Ecco i tre «gioielli della città»
OGGI gli occhi saranno puntati sul Palio dell'Oca, ma i visitatori potrebbero anche ritagliarsi un'ora di tempo per andare alla scoperta dei tre gioielli dell'architettura religiosa di Mortara. Un percorso emozionante a ritroso nel passato, che unirebbe arte, storia e tradizioni.
La chiesa parrocchiale di San Lorenzo contiene numerosissime opere d'arte. In stile gotico, facciata in cotto, fu costruita da Bartolino da Novara fra il 1375 e il 1380 e fu restaurata nel 1840 e nel 1916. Sulle lesene della facciata sono inseriti i ritratti dei Santi Albino, Amico e Amelio. L'interno a tre navate ospita la Madonna del Rosario di Bernardino Lanino (1578), la Crocifissione con la Maddalena, Sant'Ambrogio e San Lorenzo di Giovan Battista Crespi, detto il Cerano (1610), un presepe ligneo di Lorenzo da Mortara (XV secolo), oltre a molti altri dipinti del XV e XVI secolo.
Spostandosi verso la parte occidentale della città si trova la chiesa di Santa Croce, fondata nel 1080, demolita nel 1557 e ricostruita nel 1576 su progetto di Pellegrino Tibaldi. Nel corso di restauri effettuati negli anni Sessanta, sia la facciata sia l'interno sono stati pesantemente modificati. L'interno è a navata unica, con cappelle laterali e conserva molte opere d'arte, fra cui diversi dipinti del XVI secolo a opera di Ferrari, Lanino e del Moncalvo, e una presunta reliquia delle crociate, lo stampo in marmo del piede di Cristo.
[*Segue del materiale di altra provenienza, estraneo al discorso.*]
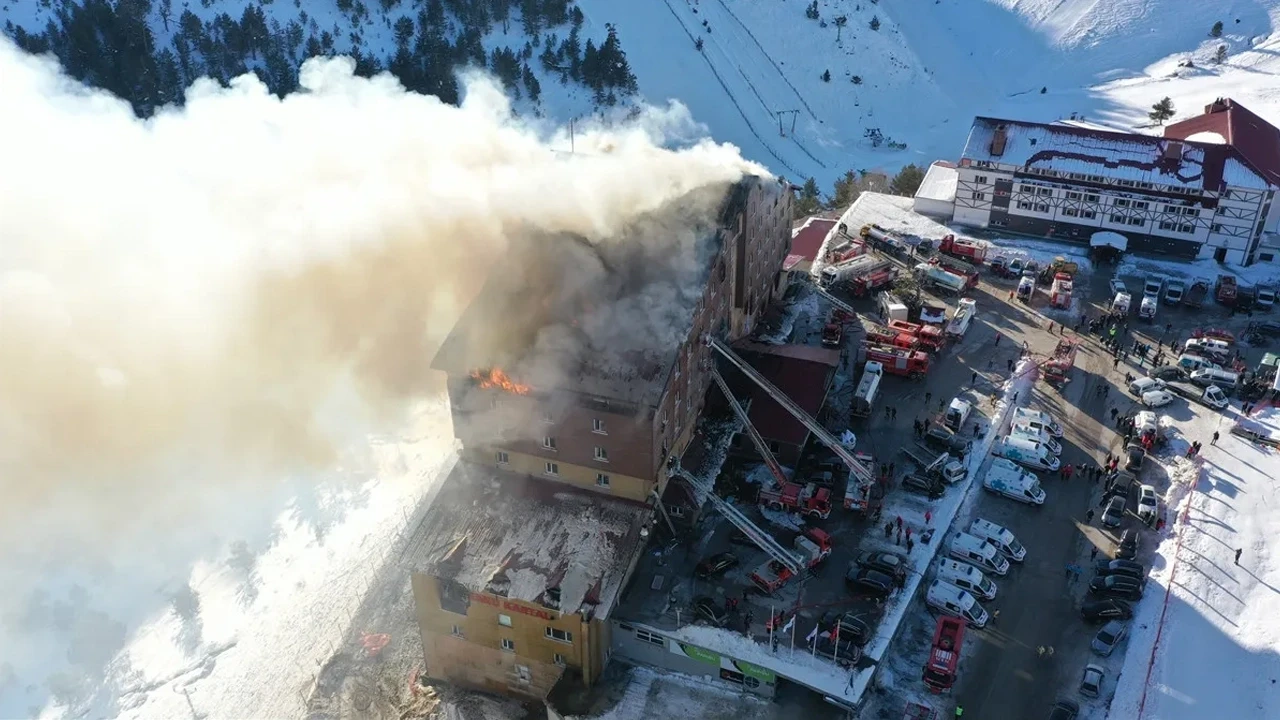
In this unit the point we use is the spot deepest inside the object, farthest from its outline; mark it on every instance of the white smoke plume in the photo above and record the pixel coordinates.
(232, 291)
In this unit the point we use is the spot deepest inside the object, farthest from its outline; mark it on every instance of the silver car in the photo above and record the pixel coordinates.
(1109, 637)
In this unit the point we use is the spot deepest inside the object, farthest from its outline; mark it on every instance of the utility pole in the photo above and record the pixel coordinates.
(794, 113)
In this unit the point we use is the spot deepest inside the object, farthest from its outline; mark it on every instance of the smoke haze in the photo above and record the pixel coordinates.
(234, 291)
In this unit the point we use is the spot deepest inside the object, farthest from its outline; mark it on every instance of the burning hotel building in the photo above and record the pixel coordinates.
(574, 376)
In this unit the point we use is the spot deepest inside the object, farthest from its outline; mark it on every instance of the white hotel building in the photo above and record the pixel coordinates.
(1203, 190)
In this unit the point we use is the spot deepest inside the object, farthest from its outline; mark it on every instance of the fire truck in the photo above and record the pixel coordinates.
(1060, 295)
(794, 497)
(940, 671)
(810, 550)
(897, 361)
(931, 336)
(970, 250)
(880, 335)
(1059, 365)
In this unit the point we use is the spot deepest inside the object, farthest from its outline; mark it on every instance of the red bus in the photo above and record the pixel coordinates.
(940, 671)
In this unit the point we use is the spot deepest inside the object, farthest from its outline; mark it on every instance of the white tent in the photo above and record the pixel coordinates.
(1107, 238)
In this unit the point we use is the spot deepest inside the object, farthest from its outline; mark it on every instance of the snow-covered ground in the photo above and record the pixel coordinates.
(1211, 648)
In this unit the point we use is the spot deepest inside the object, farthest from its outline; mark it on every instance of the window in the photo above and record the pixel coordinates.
(560, 636)
(652, 638)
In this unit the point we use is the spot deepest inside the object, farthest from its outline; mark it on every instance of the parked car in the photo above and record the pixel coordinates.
(850, 625)
(1116, 586)
(1128, 548)
(1114, 514)
(1064, 710)
(888, 563)
(1109, 637)
(1133, 458)
(871, 583)
(1148, 504)
(1170, 373)
(1120, 568)
(945, 441)
(713, 613)
(716, 564)
(1091, 682)
(1106, 609)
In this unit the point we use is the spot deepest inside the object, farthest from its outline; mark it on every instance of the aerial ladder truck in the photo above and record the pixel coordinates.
(862, 481)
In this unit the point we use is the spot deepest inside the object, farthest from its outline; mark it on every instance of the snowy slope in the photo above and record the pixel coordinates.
(1216, 639)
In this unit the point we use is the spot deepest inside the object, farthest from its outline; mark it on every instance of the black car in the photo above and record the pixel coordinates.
(887, 563)
(1104, 610)
(1120, 568)
(924, 484)
(849, 625)
(1128, 548)
(1133, 458)
(708, 610)
(871, 583)
(1116, 586)
(1064, 710)
(716, 564)
(945, 441)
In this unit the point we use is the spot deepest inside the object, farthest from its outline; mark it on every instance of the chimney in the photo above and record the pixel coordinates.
(997, 140)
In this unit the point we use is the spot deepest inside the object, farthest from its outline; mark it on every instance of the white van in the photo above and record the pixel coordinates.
(1027, 452)
(1000, 537)
(1192, 363)
(956, 602)
(1036, 433)
(967, 578)
(1038, 419)
(978, 552)
(1224, 379)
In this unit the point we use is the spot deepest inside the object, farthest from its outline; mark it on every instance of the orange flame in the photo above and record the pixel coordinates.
(496, 378)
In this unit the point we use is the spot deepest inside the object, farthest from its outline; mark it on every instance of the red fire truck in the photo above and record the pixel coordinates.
(795, 497)
(931, 336)
(906, 363)
(940, 671)
(970, 250)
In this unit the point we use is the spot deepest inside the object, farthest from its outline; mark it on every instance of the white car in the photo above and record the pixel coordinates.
(1142, 386)
(1147, 504)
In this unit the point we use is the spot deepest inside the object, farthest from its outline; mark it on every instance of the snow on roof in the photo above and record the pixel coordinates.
(516, 537)
(1111, 154)
(940, 183)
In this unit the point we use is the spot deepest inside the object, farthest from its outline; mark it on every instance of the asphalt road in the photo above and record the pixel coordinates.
(1038, 600)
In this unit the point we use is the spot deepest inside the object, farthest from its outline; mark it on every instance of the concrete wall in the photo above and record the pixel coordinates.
(667, 654)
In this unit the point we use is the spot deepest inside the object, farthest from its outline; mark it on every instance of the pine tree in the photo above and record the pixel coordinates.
(906, 181)
(1161, 112)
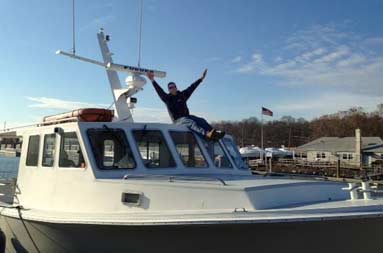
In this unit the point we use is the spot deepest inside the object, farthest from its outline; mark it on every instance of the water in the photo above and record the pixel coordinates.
(9, 167)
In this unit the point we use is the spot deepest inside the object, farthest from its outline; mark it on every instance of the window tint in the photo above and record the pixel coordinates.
(217, 154)
(33, 150)
(70, 151)
(153, 149)
(188, 149)
(111, 149)
(49, 150)
(234, 153)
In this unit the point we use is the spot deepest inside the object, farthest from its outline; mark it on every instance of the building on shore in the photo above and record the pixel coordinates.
(356, 151)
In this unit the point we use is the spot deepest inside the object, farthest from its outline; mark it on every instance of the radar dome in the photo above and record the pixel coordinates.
(135, 81)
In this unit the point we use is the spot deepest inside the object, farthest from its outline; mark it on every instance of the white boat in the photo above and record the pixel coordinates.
(119, 186)
(252, 152)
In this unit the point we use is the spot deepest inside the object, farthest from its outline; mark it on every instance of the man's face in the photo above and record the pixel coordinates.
(172, 89)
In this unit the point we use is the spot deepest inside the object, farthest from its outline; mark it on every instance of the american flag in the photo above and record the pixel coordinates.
(267, 112)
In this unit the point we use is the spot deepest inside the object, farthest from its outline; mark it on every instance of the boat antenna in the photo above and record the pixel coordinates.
(140, 31)
(73, 28)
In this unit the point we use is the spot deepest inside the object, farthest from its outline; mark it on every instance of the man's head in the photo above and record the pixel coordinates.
(172, 87)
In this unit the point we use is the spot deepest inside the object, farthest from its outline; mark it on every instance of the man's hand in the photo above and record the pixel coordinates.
(204, 74)
(150, 75)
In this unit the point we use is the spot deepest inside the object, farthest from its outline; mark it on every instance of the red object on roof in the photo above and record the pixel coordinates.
(85, 115)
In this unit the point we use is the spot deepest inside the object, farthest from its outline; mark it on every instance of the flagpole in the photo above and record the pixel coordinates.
(262, 135)
(261, 130)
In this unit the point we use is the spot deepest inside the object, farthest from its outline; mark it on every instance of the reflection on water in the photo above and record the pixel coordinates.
(9, 167)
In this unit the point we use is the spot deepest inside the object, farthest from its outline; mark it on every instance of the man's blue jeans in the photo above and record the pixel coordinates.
(198, 125)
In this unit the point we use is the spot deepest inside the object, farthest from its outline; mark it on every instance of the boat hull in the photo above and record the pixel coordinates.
(343, 235)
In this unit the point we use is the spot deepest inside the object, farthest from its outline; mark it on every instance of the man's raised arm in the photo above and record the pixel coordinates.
(188, 91)
(161, 93)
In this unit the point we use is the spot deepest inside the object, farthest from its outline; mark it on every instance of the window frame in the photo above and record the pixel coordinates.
(61, 148)
(201, 148)
(43, 150)
(228, 157)
(38, 150)
(126, 142)
(169, 148)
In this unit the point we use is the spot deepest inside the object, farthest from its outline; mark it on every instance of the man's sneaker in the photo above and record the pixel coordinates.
(217, 135)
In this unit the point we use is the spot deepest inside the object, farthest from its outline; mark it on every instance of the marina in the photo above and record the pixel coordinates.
(94, 178)
(88, 182)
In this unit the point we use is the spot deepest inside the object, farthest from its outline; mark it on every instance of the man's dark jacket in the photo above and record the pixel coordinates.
(176, 104)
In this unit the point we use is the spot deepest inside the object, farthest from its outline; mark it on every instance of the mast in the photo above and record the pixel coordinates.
(123, 96)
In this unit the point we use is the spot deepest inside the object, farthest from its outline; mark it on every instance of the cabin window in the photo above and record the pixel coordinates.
(217, 154)
(49, 150)
(153, 149)
(70, 151)
(111, 149)
(33, 150)
(234, 153)
(188, 149)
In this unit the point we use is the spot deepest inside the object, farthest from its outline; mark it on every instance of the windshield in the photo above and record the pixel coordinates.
(234, 153)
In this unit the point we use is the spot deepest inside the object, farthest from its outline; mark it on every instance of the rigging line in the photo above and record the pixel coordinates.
(73, 28)
(140, 35)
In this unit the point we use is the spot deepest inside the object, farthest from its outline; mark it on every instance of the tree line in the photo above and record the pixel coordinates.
(292, 132)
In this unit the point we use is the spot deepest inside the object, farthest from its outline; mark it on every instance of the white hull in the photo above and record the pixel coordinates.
(357, 234)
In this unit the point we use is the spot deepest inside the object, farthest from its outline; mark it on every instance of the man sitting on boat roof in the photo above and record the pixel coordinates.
(178, 110)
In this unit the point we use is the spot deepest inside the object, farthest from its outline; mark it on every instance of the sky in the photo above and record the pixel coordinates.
(298, 58)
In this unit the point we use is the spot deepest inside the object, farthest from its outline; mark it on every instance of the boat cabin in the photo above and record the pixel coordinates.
(117, 149)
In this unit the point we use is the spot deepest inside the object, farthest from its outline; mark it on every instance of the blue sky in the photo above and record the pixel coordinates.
(298, 58)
In aperta campagna, a lato dell'ex statale 494 Vigevanese, sorge invece la chiesa di Sant'Albino. Il luogo di culto più antico della città è legato alla battaglia fra gli eserciti dei Longobardi e dei Franchi, combattuta il 12 ottobre 773. La tradizione vuole che Carlo Magno l'abbia riutilizzata come sepolcreto per i caduti, fra cui i suoi amatissimi paladini Amico e Amelio.
La struttura attuale mantiene alcuni tratti dello stile romanico originale, come il campanile e l'abside, integrati dai rimaneggiamenti del Cinquecento, visibili nella facciata e nelle navate. All'interno sono conservati affreschi del XV secolo, accanto a uno dei quali sono ancora visibili i segni lasciati dai pellegrini nel Medioevo: la data leggibile più antica risale al 1100. L'abbazia di Sant'Albino era un'importante tappa spirituale sulla Via Francigena, il percorso continentale che portava i pellegrini dal Nord Europa verso i luoghi sacri della cristianità, Roma e Gerusalemme.